I’m a professional person who makes a good living and at the end of the month I realize it’s taken almost everything I’ve earned just to get by. No luxuries, no money to have fun with - really, nothing left over.
Whatever crash hits this area has been earned by greedy people.
I just browsed some rentals in the Sarasota/Bradenton craigslist section. Their rents don’t seem ridiculously high to me. 2BR, 2BA sfh renting for $950. I only wish I could get that in my area.
Palmetto, thanks for posting this. Parts of Alabama are gorgeous, but please, no New Yorkers. Alabama is meant to be leisurely, not fast-paced and trendy, and it is certainly not a place to move if one wants to impress the folks back home. Most likely, they’ll be laughing.
David Lereah’s latest. In an evil sort of way, he’s very good at what he’s supposed to do….
David Lereah, the NAR’s chief economist, predicted that home sales will be “relatively sluggish” in the second quarter but that a “modest uptrend” is on the horizon for the second half of 2007.
Housing Vacancies and Homeownership (CPS/HVS) 1st qtr 2007:
http://www.census.gov/hhes/www/housing/hvs/qtr107/q107ind.html
………………………….1st.q…2006_____2007
All housing units…………….. 125,373____127,266
Vacant:
Year-round…………………. 12,176 13,392
For rent……………………. 3,685 3,956
For sale only……………….. 1,580 2,179
Held off market……………. 5,841 6,169
alabama does have great housing bargains. i rent a four bedroom two and one half bath house - vintage 1911 - 10 ft. ceilings, pocket doors, historic neighborhood to a single woman - she pays me $175.00 - to go to $250.00 in July. there is afordable housing in some places. i find myself thinking that detroit probably has similar bargains. anyone in detroit comment on that??
You wouldn’t want to do that.
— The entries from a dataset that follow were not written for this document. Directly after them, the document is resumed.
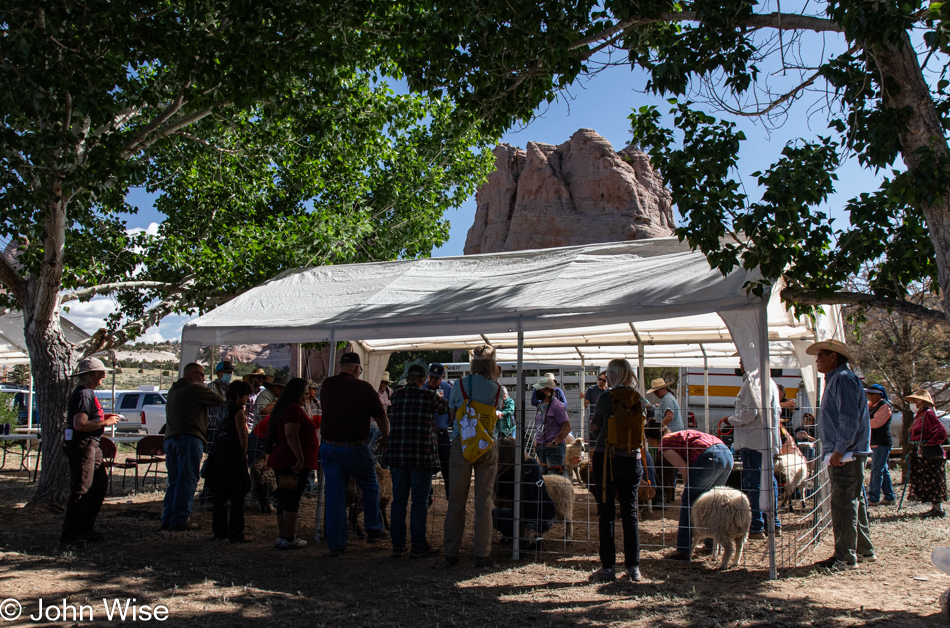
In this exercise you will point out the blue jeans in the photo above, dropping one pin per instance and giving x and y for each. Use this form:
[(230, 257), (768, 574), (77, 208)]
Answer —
[(551, 456), (419, 482), (710, 469), (183, 462), (752, 484), (880, 476), (339, 464)]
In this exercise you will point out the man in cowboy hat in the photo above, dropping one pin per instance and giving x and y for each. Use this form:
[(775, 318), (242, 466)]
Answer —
[(751, 439), (186, 434), (87, 476), (844, 427), (668, 411), (265, 401), (537, 397)]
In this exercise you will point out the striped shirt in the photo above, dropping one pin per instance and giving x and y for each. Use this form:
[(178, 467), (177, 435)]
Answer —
[(844, 423), (689, 444)]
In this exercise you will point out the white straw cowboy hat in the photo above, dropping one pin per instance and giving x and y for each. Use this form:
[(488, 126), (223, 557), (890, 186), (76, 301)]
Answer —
[(829, 345), (920, 395), (658, 384), (90, 365)]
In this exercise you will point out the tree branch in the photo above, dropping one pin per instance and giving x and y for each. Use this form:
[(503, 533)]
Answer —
[(181, 298), (106, 288), (159, 120), (906, 308)]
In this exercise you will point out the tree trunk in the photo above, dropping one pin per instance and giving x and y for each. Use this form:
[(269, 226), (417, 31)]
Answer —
[(52, 360), (905, 88)]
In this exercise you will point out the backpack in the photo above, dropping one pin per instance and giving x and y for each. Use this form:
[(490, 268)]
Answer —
[(476, 424), (625, 425), (624, 428)]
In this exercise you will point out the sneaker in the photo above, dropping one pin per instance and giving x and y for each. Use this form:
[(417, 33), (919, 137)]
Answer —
[(423, 552), (604, 574), (834, 564)]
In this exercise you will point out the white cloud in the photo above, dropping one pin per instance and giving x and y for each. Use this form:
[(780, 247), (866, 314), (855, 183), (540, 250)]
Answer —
[(90, 316)]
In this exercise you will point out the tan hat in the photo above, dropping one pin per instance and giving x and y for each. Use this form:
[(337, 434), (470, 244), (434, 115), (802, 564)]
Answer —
[(658, 384), (258, 372), (90, 365), (920, 395), (829, 345)]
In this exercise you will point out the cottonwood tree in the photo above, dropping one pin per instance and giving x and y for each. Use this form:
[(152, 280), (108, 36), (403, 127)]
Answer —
[(869, 75), (265, 130)]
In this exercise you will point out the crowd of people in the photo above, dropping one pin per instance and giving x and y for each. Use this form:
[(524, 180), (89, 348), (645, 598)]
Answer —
[(268, 435)]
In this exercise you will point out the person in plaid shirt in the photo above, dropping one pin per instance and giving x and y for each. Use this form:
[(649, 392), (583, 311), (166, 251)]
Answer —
[(412, 457)]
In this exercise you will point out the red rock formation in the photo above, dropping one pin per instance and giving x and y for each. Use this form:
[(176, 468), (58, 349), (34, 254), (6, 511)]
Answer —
[(580, 192)]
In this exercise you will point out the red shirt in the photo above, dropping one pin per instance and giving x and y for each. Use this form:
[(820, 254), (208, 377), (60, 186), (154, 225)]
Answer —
[(348, 405), (283, 456), (689, 444)]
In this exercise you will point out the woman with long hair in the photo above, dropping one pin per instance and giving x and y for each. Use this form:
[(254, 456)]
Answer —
[(228, 477), (928, 473), (480, 386), (292, 445), (621, 477)]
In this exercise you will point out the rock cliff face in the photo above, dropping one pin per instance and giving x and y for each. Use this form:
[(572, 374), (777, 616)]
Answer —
[(580, 192)]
I’ve lived in the South, including some areas with homes like those and in Ann Arbor (distant edges of suburban Detroit). Take my word for it. There is no comparison. You can get a house cheap in Detroit. Maybe even free since there are so many abandoned. Some of them are beautiful old construction. The only problem is that you might have a tough time surviving the trip in to see what you bought. I felt like changing cars just to avoid attracting attention. Reminds me of “Escape from New York.” I wouldn’t go in some of those neighborhoods in broad daylight.